BEIJING (AP) – After a two-week quarantine, the real work can begin. Could be.

A team of World Health Organization researchers emerged from their hotel on Thursday for the first time since arriving in the central Chinese city of Wuhan to search for clues to the origin of the COVID-19 pandemic.

The visit is shrouded in secrecy: details of their itinerary have not been released, and it is unknown how much access China will give researchers to the sites they want to visit and the people they want to talk to.

WHY IS THE TEAM IN CHINA?

Scientists hope that information on the earliest known cases of the novel coronavirus – which was first identified in Wuhan – will help them better understand where it came from and prevent similar pandemics in the future.

Researchers around the world are eager to access samples taken from the Huanan Seafood Market, which had an early outbreak, and Wuhan’s hospital records.

The team can visit the market itself, as well as the locations of other early cases.

It could also go to a Wuhan Institute of Virology lab built after the 2003 SARS pandemic that maintains an extensive archive of bat coronavirus genetic sequences.

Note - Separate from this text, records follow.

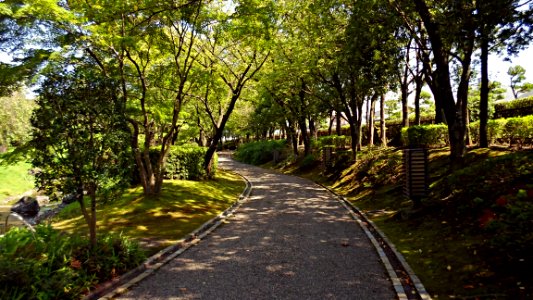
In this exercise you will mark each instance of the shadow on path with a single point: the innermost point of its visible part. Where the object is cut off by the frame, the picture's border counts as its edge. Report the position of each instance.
(290, 240)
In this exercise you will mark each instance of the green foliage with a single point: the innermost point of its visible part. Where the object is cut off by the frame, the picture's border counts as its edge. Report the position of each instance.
(485, 179)
(15, 120)
(496, 92)
(511, 226)
(511, 130)
(337, 141)
(185, 162)
(80, 135)
(515, 108)
(309, 161)
(259, 152)
(517, 76)
(425, 136)
(15, 179)
(50, 265)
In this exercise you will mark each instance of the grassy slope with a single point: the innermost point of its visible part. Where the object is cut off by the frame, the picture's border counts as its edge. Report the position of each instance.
(158, 222)
(447, 242)
(15, 180)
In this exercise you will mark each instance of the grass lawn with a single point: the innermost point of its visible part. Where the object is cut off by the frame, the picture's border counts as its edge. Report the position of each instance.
(157, 222)
(14, 180)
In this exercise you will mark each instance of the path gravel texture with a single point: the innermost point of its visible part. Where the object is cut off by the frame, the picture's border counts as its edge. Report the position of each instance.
(291, 240)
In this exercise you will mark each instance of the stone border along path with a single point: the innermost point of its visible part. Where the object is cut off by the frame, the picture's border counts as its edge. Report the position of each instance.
(291, 239)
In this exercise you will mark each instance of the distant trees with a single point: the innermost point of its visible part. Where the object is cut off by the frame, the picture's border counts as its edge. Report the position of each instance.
(186, 65)
(517, 76)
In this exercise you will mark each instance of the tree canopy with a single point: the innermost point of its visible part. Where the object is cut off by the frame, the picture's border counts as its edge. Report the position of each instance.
(184, 68)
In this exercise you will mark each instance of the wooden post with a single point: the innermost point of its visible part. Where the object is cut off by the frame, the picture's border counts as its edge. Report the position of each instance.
(416, 174)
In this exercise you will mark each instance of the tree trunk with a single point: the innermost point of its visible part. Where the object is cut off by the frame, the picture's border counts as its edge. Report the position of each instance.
(418, 90)
(484, 94)
(382, 122)
(330, 127)
(405, 107)
(360, 125)
(312, 129)
(338, 126)
(442, 89)
(219, 133)
(371, 119)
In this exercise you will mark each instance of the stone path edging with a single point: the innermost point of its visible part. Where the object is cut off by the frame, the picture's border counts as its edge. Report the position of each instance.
(156, 261)
(365, 222)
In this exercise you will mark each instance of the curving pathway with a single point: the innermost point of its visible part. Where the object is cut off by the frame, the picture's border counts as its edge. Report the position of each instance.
(291, 240)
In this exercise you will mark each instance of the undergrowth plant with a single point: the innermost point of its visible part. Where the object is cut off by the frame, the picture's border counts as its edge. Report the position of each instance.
(47, 264)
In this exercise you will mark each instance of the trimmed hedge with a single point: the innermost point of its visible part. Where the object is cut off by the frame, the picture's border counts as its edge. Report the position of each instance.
(518, 130)
(259, 152)
(510, 131)
(515, 108)
(337, 141)
(185, 162)
(425, 136)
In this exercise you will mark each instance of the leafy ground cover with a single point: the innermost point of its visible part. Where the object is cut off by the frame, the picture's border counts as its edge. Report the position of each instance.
(14, 179)
(473, 236)
(157, 222)
(56, 262)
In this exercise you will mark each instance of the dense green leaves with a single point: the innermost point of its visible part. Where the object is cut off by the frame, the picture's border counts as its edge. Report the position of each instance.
(50, 265)
(80, 136)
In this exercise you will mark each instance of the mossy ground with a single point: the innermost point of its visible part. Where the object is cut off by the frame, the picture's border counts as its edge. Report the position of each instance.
(14, 180)
(157, 222)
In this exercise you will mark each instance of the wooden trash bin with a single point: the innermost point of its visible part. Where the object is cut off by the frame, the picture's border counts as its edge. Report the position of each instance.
(416, 174)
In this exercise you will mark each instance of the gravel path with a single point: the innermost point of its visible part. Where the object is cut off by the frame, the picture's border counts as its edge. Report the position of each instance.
(290, 240)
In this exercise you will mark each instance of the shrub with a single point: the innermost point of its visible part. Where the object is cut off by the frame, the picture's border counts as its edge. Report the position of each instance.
(425, 136)
(519, 129)
(50, 265)
(184, 162)
(259, 152)
(337, 141)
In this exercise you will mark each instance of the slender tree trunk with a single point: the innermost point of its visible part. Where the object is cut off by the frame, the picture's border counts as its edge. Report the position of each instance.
(405, 108)
(360, 125)
(382, 122)
(371, 119)
(418, 90)
(312, 128)
(338, 126)
(441, 84)
(484, 95)
(330, 127)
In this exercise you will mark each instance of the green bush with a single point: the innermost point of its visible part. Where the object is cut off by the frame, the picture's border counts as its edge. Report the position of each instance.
(425, 136)
(50, 265)
(511, 130)
(515, 108)
(184, 162)
(259, 152)
(337, 141)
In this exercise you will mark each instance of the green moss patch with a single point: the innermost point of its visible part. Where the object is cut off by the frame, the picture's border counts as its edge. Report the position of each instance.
(157, 222)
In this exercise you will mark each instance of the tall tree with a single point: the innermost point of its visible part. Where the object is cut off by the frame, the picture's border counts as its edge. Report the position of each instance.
(517, 75)
(80, 137)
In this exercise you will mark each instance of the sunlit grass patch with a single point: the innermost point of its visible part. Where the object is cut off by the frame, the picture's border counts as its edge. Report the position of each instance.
(15, 179)
(159, 221)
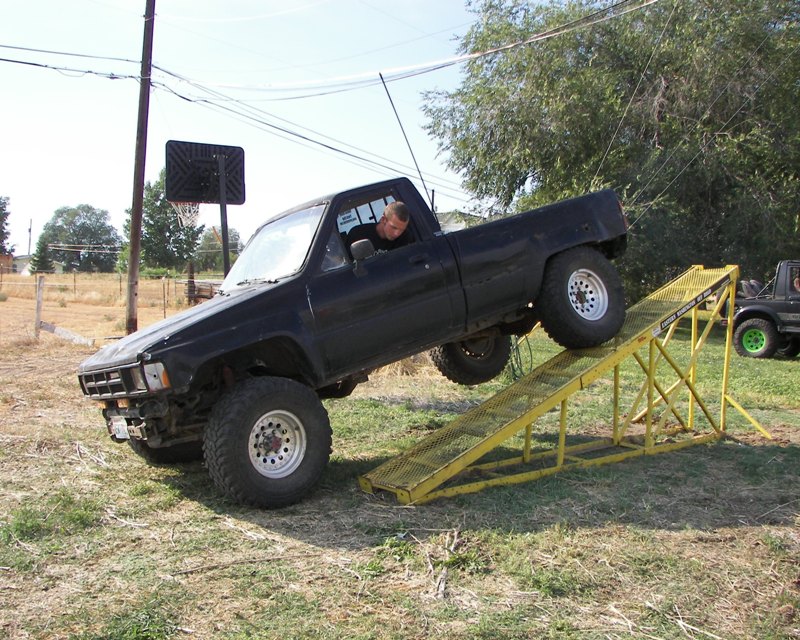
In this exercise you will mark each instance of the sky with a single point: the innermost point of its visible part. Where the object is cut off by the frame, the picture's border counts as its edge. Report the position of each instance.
(256, 74)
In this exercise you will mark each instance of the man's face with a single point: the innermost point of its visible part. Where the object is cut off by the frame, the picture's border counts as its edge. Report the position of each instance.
(391, 227)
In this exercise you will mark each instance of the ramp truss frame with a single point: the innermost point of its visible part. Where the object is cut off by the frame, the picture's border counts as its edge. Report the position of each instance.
(448, 462)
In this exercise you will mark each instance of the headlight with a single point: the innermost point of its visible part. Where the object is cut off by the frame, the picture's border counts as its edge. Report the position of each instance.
(156, 376)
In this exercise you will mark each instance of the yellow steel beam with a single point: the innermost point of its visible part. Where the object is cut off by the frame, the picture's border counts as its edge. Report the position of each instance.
(418, 475)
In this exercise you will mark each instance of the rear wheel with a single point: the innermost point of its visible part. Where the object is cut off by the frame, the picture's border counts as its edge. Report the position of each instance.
(582, 302)
(756, 338)
(268, 442)
(472, 361)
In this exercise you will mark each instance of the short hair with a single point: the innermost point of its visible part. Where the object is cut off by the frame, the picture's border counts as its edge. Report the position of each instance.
(398, 210)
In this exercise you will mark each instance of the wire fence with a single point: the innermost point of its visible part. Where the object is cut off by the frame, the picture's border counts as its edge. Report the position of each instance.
(108, 289)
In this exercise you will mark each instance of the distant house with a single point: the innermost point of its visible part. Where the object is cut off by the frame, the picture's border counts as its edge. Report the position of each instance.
(22, 265)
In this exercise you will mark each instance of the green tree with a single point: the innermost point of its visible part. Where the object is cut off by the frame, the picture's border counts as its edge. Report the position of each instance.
(209, 252)
(4, 213)
(689, 110)
(165, 244)
(82, 238)
(42, 260)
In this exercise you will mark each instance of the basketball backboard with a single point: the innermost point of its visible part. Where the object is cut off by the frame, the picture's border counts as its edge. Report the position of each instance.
(193, 172)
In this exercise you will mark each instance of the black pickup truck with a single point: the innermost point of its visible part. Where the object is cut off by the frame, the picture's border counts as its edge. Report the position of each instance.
(238, 379)
(766, 319)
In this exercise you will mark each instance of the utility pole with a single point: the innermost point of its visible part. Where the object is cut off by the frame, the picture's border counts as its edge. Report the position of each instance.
(131, 322)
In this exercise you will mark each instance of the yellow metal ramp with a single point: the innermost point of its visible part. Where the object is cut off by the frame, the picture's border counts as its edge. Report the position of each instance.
(418, 475)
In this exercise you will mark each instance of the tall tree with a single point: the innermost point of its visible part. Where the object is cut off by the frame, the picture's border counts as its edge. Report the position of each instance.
(209, 252)
(42, 260)
(165, 243)
(689, 110)
(4, 213)
(84, 238)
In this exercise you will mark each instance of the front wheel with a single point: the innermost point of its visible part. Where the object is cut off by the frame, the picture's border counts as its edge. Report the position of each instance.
(268, 442)
(756, 338)
(582, 302)
(474, 360)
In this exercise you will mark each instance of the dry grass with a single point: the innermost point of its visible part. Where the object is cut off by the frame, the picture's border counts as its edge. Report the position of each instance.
(698, 544)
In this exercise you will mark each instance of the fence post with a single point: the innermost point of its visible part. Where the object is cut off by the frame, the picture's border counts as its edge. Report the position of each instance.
(39, 297)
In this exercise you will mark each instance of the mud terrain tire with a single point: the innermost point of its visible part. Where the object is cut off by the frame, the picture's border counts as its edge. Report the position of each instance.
(472, 361)
(582, 302)
(268, 442)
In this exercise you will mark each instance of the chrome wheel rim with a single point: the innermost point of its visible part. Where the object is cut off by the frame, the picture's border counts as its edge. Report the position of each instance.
(587, 294)
(277, 444)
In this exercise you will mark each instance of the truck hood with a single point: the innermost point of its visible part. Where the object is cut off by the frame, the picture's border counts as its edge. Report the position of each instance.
(130, 348)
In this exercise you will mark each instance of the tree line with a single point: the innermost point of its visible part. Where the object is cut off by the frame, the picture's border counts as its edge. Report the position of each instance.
(690, 110)
(82, 239)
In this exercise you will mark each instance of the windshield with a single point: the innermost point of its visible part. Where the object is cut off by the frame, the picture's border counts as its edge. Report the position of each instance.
(277, 250)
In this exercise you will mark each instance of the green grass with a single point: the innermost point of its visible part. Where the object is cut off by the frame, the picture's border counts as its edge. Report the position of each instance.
(105, 546)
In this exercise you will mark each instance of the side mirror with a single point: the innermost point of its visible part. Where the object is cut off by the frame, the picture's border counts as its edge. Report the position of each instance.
(362, 249)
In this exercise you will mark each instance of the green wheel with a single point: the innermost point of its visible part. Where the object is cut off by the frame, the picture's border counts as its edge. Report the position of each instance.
(756, 338)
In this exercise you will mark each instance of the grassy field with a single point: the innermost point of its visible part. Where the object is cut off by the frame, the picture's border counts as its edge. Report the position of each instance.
(94, 543)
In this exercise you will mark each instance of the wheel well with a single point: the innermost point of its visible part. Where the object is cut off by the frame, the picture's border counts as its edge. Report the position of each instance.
(280, 357)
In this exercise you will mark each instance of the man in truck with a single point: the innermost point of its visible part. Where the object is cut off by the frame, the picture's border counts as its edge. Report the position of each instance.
(390, 232)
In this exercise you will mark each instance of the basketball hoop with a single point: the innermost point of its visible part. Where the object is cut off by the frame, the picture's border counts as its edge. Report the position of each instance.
(188, 212)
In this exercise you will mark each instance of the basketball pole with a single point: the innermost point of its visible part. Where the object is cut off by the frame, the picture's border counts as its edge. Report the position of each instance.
(131, 321)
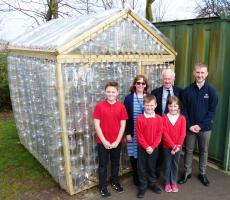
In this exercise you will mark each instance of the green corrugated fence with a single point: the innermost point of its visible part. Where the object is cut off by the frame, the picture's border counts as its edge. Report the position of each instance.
(208, 41)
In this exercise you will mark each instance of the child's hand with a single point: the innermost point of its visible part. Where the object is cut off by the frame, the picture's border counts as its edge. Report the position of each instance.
(107, 145)
(175, 150)
(114, 144)
(129, 138)
(149, 150)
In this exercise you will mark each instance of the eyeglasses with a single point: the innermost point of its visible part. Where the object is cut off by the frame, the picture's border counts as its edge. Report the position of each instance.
(140, 83)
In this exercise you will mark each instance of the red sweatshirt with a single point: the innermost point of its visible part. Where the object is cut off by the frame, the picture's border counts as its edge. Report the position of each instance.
(149, 131)
(173, 134)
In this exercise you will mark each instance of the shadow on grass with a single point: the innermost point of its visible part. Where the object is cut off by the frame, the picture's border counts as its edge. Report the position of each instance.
(20, 172)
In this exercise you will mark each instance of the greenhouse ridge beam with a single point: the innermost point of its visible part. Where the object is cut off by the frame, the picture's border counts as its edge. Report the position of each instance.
(160, 59)
(88, 34)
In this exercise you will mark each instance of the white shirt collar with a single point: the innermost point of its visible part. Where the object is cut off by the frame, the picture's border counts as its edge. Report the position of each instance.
(149, 116)
(200, 85)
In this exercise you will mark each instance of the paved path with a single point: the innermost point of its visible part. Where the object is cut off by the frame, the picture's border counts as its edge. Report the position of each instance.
(219, 189)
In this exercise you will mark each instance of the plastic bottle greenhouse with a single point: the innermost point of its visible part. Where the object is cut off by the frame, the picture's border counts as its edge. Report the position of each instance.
(57, 74)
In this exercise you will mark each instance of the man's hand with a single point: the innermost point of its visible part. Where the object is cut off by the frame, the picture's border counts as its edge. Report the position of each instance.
(195, 129)
(114, 144)
(149, 150)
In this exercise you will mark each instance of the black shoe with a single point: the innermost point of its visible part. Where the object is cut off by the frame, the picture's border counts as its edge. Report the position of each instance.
(158, 174)
(184, 178)
(137, 183)
(140, 193)
(155, 188)
(118, 187)
(104, 192)
(203, 179)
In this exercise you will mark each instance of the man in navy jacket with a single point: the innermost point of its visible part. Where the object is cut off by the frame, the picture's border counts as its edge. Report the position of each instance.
(199, 102)
(161, 94)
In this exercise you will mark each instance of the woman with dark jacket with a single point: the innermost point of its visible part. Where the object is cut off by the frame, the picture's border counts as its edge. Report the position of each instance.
(134, 106)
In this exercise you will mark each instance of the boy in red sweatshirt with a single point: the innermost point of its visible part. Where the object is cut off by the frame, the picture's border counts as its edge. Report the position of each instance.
(109, 120)
(149, 129)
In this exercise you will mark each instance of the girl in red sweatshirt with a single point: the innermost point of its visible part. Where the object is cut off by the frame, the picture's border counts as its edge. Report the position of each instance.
(174, 131)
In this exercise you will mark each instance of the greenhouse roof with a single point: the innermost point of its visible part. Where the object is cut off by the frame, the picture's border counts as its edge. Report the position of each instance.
(55, 34)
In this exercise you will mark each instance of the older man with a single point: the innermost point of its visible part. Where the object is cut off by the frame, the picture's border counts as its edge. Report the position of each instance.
(200, 101)
(162, 93)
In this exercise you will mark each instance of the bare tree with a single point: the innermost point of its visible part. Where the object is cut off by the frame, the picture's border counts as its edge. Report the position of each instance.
(45, 10)
(211, 8)
(148, 10)
(107, 4)
(41, 11)
(160, 8)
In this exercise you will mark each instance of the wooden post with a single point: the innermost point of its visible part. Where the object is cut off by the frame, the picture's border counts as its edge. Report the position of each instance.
(65, 142)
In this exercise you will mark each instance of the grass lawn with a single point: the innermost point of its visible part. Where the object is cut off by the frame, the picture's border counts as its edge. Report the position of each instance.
(20, 172)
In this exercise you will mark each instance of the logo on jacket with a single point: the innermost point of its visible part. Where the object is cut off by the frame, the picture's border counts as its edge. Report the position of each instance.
(206, 96)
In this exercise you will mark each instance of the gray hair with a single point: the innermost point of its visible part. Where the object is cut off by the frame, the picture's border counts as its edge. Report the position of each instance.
(200, 65)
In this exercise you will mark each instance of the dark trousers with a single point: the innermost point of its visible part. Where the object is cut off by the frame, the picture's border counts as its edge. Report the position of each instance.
(133, 162)
(146, 168)
(171, 163)
(103, 156)
(160, 159)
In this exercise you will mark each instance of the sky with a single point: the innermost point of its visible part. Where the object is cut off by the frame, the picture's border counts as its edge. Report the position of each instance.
(13, 24)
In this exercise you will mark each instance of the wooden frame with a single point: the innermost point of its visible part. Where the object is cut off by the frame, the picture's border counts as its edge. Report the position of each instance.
(62, 55)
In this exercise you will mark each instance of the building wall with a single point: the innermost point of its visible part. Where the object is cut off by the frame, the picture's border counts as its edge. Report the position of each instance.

US officials in the previous Trump administration suggested without providing evidence that the virus could have escaped from the institute.

Experts say it is unlikely that the novel coronavirus emerged from the laboratory in Wuhan and that analysis of the novel coronavirus’s genome rules out the possibility. that it was designed by humans.

The researchers could also visit the hospitals overwhelmed at the height of the pandemic in China and the local branch of the Chinese Center for Disease Control and Prevention.

The fish market and other places where early cases emerged remain important as the virus is constantly changing, as evidenced by the new species found in the UK.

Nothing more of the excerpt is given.